1Qld Health, Brisbane, Australia
Patients requiring mechanical ventilation via an artificial airway in the form of a tracheostomy are unable to verbally communicate as a result of an inflated tracheostomy cuff impeding airflow through the upper airway, and subsequently the larynx. Speaking valves are designed to allow airflow through the larynx to facilitate phonation by deflating the tracheostomy cuff and redirecting air through the upper airway on exhalation.
The lack of verbal communication associated with tracheostomy placement has been shown to have a negative psychological impact on patients. Research has demonstrated that increased use of speaking valves in critically ill patients has the potential to improve patient’s quality of life by restoring verbal communication.

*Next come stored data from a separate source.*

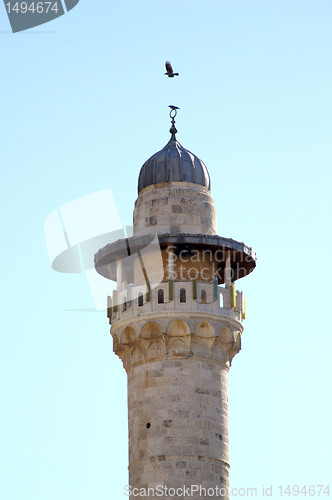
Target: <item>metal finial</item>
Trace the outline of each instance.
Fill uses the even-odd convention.
[[[178,110],[178,109],[180,109],[180,108],[178,108],[177,106],[172,106],[172,105],[170,105],[170,106],[168,106],[168,107],[169,107],[169,108],[171,108],[171,111],[169,112],[169,116],[170,116],[170,117],[171,117],[171,119],[172,119],[172,126],[171,126],[171,128],[169,129],[169,131],[170,131],[170,133],[171,133],[172,135],[174,135],[174,136],[175,136],[175,134],[177,133],[177,128],[176,128],[176,126],[175,126],[175,117],[176,117],[176,115],[177,115],[177,110]]]

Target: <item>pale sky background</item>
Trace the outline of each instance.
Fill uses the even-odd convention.
[[[17,34],[1,5],[0,23],[1,500],[125,498],[125,371],[86,276],[51,269],[44,221],[110,188],[131,224],[169,104],[218,234],[258,255],[237,282],[231,487],[332,493],[331,1],[81,0]]]

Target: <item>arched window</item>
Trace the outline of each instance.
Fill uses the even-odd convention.
[[[142,307],[142,305],[143,305],[143,294],[142,292],[140,292],[138,294],[138,307]]]
[[[164,303],[164,290],[158,290],[158,304]]]
[[[180,288],[180,302],[186,302],[186,291],[184,288]]]
[[[201,291],[201,303],[206,304],[206,290]]]

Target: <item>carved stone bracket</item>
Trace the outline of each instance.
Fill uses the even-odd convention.
[[[205,319],[197,320],[193,329],[189,323],[173,319],[165,331],[157,321],[112,327],[114,352],[126,371],[142,363],[191,356],[230,366],[241,349],[241,329]]]

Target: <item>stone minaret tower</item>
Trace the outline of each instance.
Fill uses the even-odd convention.
[[[175,115],[141,168],[134,235],[95,255],[117,282],[108,317],[128,376],[131,500],[166,488],[229,498],[227,377],[246,314],[234,282],[256,265],[250,247],[216,234],[208,170],[178,142]]]

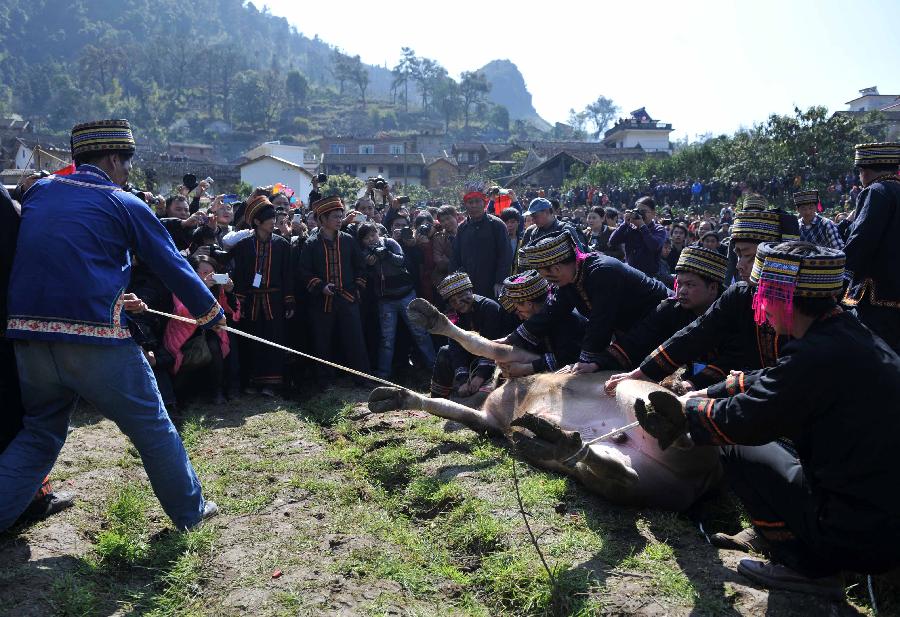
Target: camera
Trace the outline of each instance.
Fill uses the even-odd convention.
[[[381,176],[372,176],[372,177],[368,178],[366,180],[366,182],[367,183],[371,182],[372,188],[379,190],[379,191],[385,191],[385,190],[387,190],[387,187],[388,187],[387,180],[385,180]]]
[[[641,211],[638,210],[638,209],[629,210],[629,211],[628,211],[628,216],[630,216],[630,217],[632,217],[632,218],[639,218],[639,219],[644,218],[643,216],[641,216]]]
[[[431,225],[428,225],[427,223],[423,223],[422,225],[419,225],[416,228],[416,231],[419,233],[420,236],[425,236],[427,238],[428,234],[431,232]]]
[[[318,175],[316,175],[316,182],[317,182],[318,184],[322,184],[322,183],[324,183],[324,182],[328,182],[328,175],[327,175],[327,174],[318,174]]]
[[[401,205],[403,205],[403,204],[408,204],[408,203],[409,203],[409,197],[407,197],[406,195],[400,195],[400,196],[397,197],[397,203],[398,203],[398,204],[401,204]]]
[[[135,188],[131,184],[126,184],[122,188],[125,189],[126,191],[128,191],[129,193],[131,193],[132,195],[134,195],[135,197],[137,197],[138,199],[140,199],[142,202],[144,202],[148,206],[151,205],[147,201],[147,195],[151,195],[151,196],[153,195],[150,191],[144,191],[139,188]]]
[[[412,240],[413,231],[412,227],[404,227],[400,230],[400,239],[401,240]]]

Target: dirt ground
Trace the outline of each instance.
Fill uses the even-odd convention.
[[[191,409],[183,435],[221,514],[171,529],[137,453],[80,409],[54,469],[76,506],[0,535],[0,614],[857,615],[848,601],[766,591],[695,522],[620,508],[422,412],[371,414],[367,390]],[[707,531],[735,531],[727,495]],[[896,587],[876,578],[879,614]]]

Previously the use of speaking valves to facilitate verbal communication in mechanically ventilated tracheostomy patients was restricted by concerns regarding potentially detrimental effects to respiratory status and ventilator weaning. Research previously conducted at The Prince Charles Hospital (TPCH) successfully demonstrated that the use of in line speaking valves with mechanically ventilated patients in a predominately cardiothoracic intensive care unit resulted in an increase in end expiratory lung impedance, and did not have a negative impact on lung recruitment. As a result of this research, the use of in line speaking valves has become usual practice with mechanically ventilated patients in TPCH intensive care unit.
This audit is to review the impact of inline speaking valves and the weaning of tracheostomy patients from mechanical ventilation within the intensive care unit as a comparison to previously conducted research to support current practice.